Brochures are great. More than a leaflet, less than a booklet, they hold the middle ground between brevity and superfluity. And for spreading the word, whatever the word is, they’re second to none.

But crafting the perfect brochure is an art form, and there are certain components that you must include to get the most out of this marketing medium. Let’s take a look at them. . .

Communicate a message

The first and most important point: decided on a single, specific message. Always remember that brochures aren’t usually read for pleasure. People read them for a reason, and that reason is to extract information. If the title of your brochure is ‘How to Make a Sandwich’, then it’s very likely that the only reason someone will sit and read it is to find out how to make a sandwich. So your job is to communicate that information effectively. If, after reading the final page, your reader can go away and make a sandwich, then you’ve succeeded. If they can’t then your message hasn’t been communicated clearly or efficiently enough. This leads on to the next point. . .

Be simple

Simplicity is a recurring theme on the Red Square blog, but not without good reason. And in regards to brochures, simplicity is usually the best approach. That’s because when you’re making a brochure, chances are there’s a very specific piece of information you’re hoping to communicate to your audience (as discussed above). And once you know what this information is (you could call it the nugget of your brochure) you can (and should!) cut away any surrounding fluff.

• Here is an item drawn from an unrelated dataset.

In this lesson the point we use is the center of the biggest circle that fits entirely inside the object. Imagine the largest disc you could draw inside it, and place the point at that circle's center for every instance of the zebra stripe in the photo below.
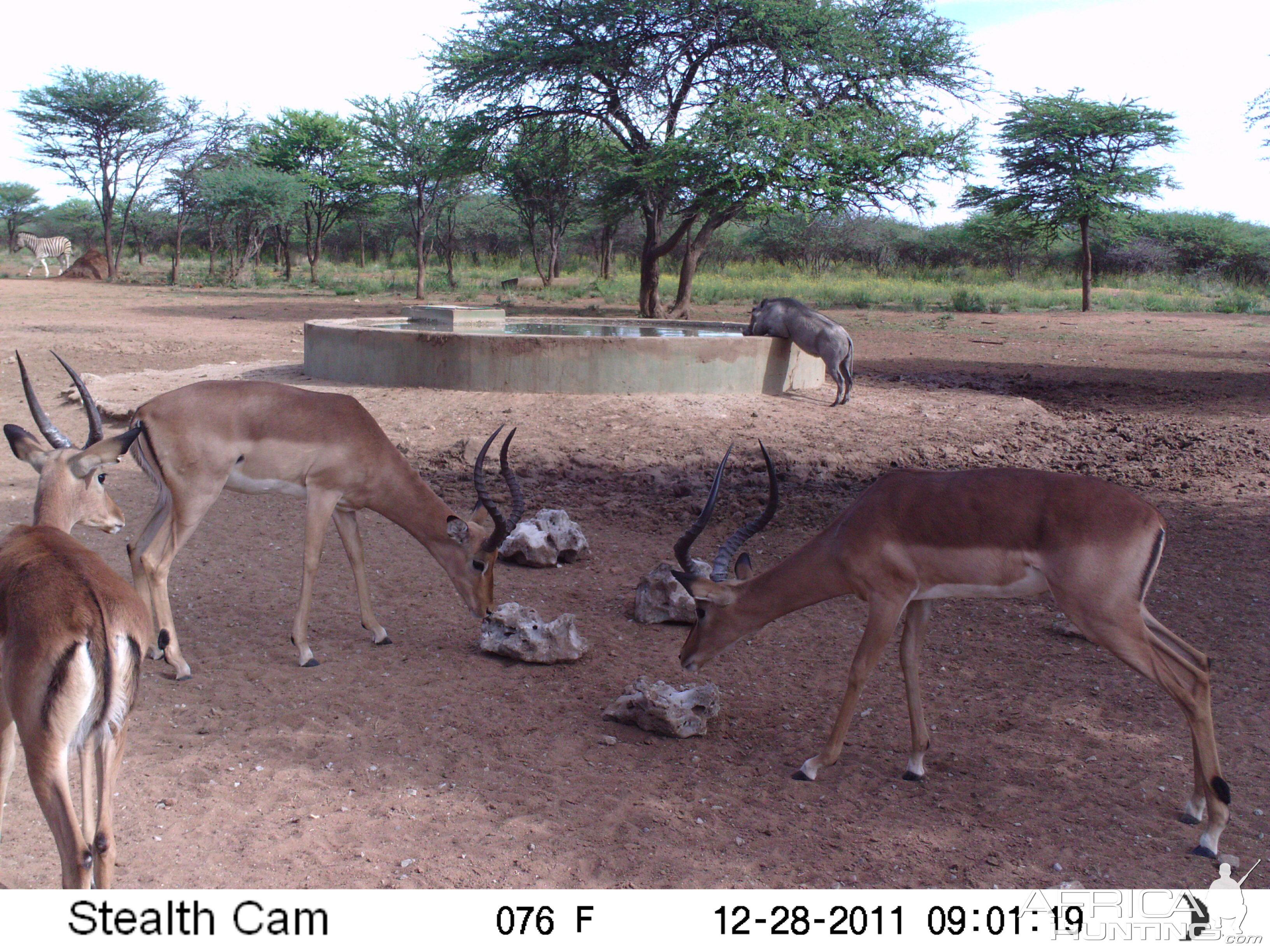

The key point with simplicity: don’t feel that just because it’s a brochure it needs to be twenty pages long. Make it as long or short as it needs to be, whilst remaining as simplistic as possible.

Utilise white space

You don’t need to feel compelled to stuff every inch of a brochure with text. Sometimes, white space can be more effective than words. At least in grabbing people’s attention. It’s far more likely that someone will pick up and read a brochure if it looks clean, concise, and not overly dense in terms of content.

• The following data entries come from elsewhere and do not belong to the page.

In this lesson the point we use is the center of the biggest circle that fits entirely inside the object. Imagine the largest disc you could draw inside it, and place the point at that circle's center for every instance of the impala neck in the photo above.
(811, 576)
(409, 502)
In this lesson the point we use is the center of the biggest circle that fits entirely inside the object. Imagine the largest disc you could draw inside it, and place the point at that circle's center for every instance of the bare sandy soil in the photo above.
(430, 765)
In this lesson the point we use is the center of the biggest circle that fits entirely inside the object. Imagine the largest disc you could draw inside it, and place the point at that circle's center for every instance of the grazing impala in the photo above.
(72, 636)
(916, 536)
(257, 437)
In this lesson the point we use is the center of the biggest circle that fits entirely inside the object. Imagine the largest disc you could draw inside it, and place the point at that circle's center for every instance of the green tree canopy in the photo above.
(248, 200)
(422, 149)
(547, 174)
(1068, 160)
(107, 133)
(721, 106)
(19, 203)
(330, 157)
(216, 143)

Also, white space punctuates whatever it surrounds. So your words will have more impact, and will likely be more memorable and persuasive as a result.

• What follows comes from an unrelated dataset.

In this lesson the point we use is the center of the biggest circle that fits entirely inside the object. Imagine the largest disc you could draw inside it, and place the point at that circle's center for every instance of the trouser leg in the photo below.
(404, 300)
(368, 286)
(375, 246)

Invest in quality printing

It’s not true what they say. People do judge books by their covers. They also judge brochures by their covers, and by the quality of material on which they’re printed. So spending the extra money on a more luxurious finish is always a good idea. Because if you’re producing a physical product, then the sensation of touch will be a factor in its overall appeal. After all, you have to hold a brochure to read it, and, strange as it sounds, people know when they’re holding good paper.